Napoli, tensione tra clan rivali e tentato agguato: la Polizia arriva dopo una soffiata

L’episodio nell’ambito della tensione crescente tra due organizzazioni criminali contrapposte che ha visto due stese, una per parte, nel corso dell’ultimo week end


NAPOLI – Tensione a Napoli tra clan di camorra rivali nella zona di Pianura. Molti residenti in zona sono stati allarmati da una via vai di elicotteri e polizia in zona. Stando a quanto ricostruito da ilriformista.it, alcuni esponenti di un sodalizio criminale volevano vendicare il violento pestaggio subito la scorsa settimana da un loro affiliato, ferocemente picchiato da quelli del clan rivale, quelli dei Perfetto-Carillo che portano avanti gli affari illeciti nel vecchio fortino del clan Pesce-Marfella, ovvero le case popolari di via Evangelista Torricelli, nel quartiere di Pianura, periferia est di Napoli. Momenti di panico si sono vissuti quindi, oggi, intorno tra mezzogiorno e le 13, quando una segnalazione anonima ha avvisato la polizia della presenza di persone armate in strada, pronte a sparare dopo un weekend di fibrillazioni.

Dapprima, lo scorso sabato, c’era stata una stesa, sempre in via Torricelli, ad opera di persone in scooter riconducibili al gruppo Calone-Marsicano-Loffredo che ha come ‘sede operativa’ la zona di via Napoli e le traversine che portano fin sotto la collina dei Camaldoli. Poi la risposta, domenica, del gruppo rivale, che controlla alcune piazze di spaccio che negli ultimi tempi starebbero fruttando ingenti guadagni. Risposta che sarebbe arrivata direttamente dai tetti dei palazzoni popolari. Veri e propri cecchini pronti a far fuoco in caso di passaggio dei nemici.

Dopo pochi giorni di calma apparente, oggi le tensioni hanno raggiunto livelli altissimi. Secondo quanto ricostruito dal Riformista, un gruppo di quattro-cinque persone appartenenti all’organizzazione Calone-Marsicano avrebbe tentato una irruzione armata nella zona delle case popolari dove risiedono gli esponenti rivale del gruppo Perfetto-Carillo. Irruzione scattata dopo aver ricevuto una soffiata dallo specchiettista di turno. “Correte, stanno in strada”.

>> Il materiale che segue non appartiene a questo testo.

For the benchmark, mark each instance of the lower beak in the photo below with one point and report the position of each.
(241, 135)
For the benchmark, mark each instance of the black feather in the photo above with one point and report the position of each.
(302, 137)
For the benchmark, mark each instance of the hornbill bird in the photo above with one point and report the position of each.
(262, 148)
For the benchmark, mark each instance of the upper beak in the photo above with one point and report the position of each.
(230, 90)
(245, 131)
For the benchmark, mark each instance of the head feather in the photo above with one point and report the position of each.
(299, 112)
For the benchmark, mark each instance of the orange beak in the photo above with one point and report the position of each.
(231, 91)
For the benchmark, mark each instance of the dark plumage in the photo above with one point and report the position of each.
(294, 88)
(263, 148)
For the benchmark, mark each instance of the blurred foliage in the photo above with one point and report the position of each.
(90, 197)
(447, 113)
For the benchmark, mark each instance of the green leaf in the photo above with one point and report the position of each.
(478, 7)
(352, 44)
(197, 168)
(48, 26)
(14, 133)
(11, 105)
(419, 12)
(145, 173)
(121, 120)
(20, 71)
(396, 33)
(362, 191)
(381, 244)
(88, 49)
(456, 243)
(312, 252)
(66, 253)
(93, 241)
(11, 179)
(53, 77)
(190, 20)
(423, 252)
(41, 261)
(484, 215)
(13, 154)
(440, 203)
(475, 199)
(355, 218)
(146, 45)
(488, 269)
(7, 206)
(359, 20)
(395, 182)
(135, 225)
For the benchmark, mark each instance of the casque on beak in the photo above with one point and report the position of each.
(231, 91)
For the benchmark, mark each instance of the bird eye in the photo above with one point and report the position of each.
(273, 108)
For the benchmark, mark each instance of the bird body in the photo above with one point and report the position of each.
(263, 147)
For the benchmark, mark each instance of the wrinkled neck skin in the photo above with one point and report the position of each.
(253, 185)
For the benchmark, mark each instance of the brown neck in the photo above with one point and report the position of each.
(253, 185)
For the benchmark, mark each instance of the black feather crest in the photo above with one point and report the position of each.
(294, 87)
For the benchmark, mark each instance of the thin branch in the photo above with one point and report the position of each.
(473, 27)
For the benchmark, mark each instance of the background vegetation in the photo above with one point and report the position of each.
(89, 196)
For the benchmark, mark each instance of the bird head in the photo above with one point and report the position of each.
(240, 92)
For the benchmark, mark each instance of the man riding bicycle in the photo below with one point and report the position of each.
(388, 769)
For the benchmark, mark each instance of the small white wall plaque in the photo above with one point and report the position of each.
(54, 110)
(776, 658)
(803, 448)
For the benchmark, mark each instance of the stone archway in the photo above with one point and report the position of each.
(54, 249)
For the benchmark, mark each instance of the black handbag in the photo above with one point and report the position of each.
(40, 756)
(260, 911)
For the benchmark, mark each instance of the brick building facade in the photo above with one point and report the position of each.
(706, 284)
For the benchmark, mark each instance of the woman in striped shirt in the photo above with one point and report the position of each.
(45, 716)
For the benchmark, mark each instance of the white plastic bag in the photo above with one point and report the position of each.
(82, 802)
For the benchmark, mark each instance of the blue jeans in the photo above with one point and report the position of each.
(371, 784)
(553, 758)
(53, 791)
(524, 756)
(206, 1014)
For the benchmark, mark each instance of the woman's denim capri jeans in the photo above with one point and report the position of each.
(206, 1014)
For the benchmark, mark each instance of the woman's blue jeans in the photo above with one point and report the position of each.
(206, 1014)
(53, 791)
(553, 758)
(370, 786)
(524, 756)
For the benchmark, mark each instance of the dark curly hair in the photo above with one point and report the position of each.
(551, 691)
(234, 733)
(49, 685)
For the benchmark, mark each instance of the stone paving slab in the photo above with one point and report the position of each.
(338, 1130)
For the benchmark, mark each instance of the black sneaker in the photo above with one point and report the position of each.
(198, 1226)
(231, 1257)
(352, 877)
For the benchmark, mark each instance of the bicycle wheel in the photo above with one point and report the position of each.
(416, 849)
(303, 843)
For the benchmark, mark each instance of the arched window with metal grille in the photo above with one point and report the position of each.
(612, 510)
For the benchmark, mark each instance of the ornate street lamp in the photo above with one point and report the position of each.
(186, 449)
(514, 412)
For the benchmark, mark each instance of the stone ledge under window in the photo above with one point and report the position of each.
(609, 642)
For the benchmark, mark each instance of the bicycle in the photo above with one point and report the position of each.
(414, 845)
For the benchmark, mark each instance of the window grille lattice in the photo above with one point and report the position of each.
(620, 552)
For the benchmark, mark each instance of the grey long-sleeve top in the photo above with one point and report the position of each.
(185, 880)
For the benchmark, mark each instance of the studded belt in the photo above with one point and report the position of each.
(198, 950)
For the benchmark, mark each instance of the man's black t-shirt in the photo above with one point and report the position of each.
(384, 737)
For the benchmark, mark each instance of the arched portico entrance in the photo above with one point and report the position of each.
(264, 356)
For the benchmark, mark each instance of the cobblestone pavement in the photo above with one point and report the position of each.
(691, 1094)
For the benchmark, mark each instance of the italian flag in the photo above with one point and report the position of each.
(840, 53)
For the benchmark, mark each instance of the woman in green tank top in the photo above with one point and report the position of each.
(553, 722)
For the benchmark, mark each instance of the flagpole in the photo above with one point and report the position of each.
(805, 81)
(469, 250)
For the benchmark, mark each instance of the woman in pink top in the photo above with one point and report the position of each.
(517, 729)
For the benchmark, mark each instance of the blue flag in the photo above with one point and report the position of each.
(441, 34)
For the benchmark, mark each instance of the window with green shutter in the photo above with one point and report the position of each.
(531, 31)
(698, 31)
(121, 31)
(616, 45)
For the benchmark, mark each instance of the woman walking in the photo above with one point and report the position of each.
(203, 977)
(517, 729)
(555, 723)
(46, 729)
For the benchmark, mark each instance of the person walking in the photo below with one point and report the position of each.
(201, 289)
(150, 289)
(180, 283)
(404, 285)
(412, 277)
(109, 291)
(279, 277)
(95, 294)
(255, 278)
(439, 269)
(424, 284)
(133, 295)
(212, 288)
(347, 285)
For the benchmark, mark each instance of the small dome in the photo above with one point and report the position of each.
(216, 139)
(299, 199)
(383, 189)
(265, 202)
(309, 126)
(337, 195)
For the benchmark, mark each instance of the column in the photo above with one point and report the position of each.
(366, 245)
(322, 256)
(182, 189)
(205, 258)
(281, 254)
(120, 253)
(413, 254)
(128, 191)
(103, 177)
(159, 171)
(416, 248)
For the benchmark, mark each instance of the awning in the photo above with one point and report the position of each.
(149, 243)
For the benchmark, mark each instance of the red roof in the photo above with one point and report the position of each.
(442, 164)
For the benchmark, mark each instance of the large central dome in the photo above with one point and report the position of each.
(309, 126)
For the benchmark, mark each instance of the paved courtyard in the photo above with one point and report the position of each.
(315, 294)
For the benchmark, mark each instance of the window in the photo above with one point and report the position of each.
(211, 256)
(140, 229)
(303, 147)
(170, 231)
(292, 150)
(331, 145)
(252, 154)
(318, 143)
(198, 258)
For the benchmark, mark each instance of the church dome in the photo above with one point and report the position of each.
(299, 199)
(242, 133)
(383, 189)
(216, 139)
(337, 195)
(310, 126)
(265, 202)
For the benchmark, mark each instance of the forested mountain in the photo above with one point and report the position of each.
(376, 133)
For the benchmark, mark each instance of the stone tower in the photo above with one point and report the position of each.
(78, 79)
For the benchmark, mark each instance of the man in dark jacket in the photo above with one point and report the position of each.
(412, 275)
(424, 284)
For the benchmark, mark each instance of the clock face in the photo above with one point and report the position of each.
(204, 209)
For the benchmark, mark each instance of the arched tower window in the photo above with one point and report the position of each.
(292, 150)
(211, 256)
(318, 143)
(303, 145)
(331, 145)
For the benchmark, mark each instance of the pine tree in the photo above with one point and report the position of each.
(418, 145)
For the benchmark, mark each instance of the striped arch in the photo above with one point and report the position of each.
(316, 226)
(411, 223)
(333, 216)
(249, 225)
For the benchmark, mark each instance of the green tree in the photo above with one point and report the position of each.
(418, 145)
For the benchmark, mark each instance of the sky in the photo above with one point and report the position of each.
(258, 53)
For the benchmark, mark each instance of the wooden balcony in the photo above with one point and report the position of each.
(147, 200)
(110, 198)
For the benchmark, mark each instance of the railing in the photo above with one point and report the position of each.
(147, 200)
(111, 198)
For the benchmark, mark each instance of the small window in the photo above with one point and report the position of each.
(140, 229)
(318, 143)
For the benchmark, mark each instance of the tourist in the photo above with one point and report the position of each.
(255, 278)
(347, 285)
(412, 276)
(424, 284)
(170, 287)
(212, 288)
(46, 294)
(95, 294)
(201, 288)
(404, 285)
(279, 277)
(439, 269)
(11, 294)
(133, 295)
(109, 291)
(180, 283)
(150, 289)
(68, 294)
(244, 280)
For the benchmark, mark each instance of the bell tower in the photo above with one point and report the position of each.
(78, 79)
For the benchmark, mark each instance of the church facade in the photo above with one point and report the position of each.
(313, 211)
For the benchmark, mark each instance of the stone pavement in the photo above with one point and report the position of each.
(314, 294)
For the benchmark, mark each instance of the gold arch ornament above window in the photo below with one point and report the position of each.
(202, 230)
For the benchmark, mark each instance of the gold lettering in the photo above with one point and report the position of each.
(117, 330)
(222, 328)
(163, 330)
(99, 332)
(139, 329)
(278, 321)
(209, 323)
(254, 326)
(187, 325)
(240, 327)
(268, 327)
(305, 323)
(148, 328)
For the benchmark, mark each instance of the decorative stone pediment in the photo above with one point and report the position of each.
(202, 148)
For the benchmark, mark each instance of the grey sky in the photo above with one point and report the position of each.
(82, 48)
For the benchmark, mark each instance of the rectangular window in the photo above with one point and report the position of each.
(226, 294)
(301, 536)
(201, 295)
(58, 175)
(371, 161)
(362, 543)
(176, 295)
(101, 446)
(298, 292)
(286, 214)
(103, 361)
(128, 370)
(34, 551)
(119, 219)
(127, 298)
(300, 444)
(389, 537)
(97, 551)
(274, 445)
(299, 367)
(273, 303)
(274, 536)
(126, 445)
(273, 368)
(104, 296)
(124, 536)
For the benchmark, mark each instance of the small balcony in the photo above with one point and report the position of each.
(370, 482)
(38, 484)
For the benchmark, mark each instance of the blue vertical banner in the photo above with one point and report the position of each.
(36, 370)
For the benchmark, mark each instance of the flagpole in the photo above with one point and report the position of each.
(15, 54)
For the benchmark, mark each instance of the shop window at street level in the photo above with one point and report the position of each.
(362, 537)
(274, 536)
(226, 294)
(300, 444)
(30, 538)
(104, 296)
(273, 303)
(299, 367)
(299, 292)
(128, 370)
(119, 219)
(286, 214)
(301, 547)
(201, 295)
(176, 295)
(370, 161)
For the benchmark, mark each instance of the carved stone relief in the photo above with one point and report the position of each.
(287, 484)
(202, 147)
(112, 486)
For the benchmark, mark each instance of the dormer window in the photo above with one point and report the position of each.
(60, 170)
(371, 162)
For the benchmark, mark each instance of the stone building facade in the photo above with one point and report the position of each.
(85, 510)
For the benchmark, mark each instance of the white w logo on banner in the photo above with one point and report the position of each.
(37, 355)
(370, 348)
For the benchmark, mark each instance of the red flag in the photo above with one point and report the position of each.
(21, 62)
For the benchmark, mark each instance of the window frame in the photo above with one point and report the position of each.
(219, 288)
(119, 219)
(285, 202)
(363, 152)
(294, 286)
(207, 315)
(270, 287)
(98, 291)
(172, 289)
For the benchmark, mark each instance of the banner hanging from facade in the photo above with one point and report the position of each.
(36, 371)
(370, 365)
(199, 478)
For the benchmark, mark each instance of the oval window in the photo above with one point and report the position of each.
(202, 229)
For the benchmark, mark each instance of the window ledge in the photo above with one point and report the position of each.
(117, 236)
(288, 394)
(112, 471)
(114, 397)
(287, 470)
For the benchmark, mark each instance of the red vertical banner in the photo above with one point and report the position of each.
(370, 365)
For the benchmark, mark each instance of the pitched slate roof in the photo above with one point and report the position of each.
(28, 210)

Appostati nei pressi dei porticati, il commando di fuoco è stato però anticipato da una ulteriore soffiata, questa volta arrivata alle possibili vittime. “Andatevene, correte, stanno tutti qui“. Da qui la fuga all’interno dei palazzi e poi sui tetti dove sono stati rivolte offese e minacce al gruppo rivale. Contemporaneamente, una telefonata anonima, ha allertato la polizia segnalando la presenza di uomini armati sui tetti.

Tempo pochi minuti ed è scattato il blitz degli agenti del commissariato di Pianura, guidati dal dirigente Arturo De Leone, supportati da altre volanti inviate dalla Sala Operativa della Questura e anche da un elicottero che ha sorvolato la zona per oltre mezz’ora, richiamando l’attenzione dei residenti del quartieri. I poliziotti hanno perlustrato la zona, perquisito alcune abitazioni, controllato i tetti e le scale dei palazzi, senza trovare alcuna traccia. Chi si trovava sui tetti si è dileguato poco prima dell’arrivo degli agenti. Così come chi era in strada e aveva intenzioni tutt’altro che pacifiche. Saranno ora le indagini a provare a far luce sull’ennesima giornata ad alta tensione tra i due gruppi rivali.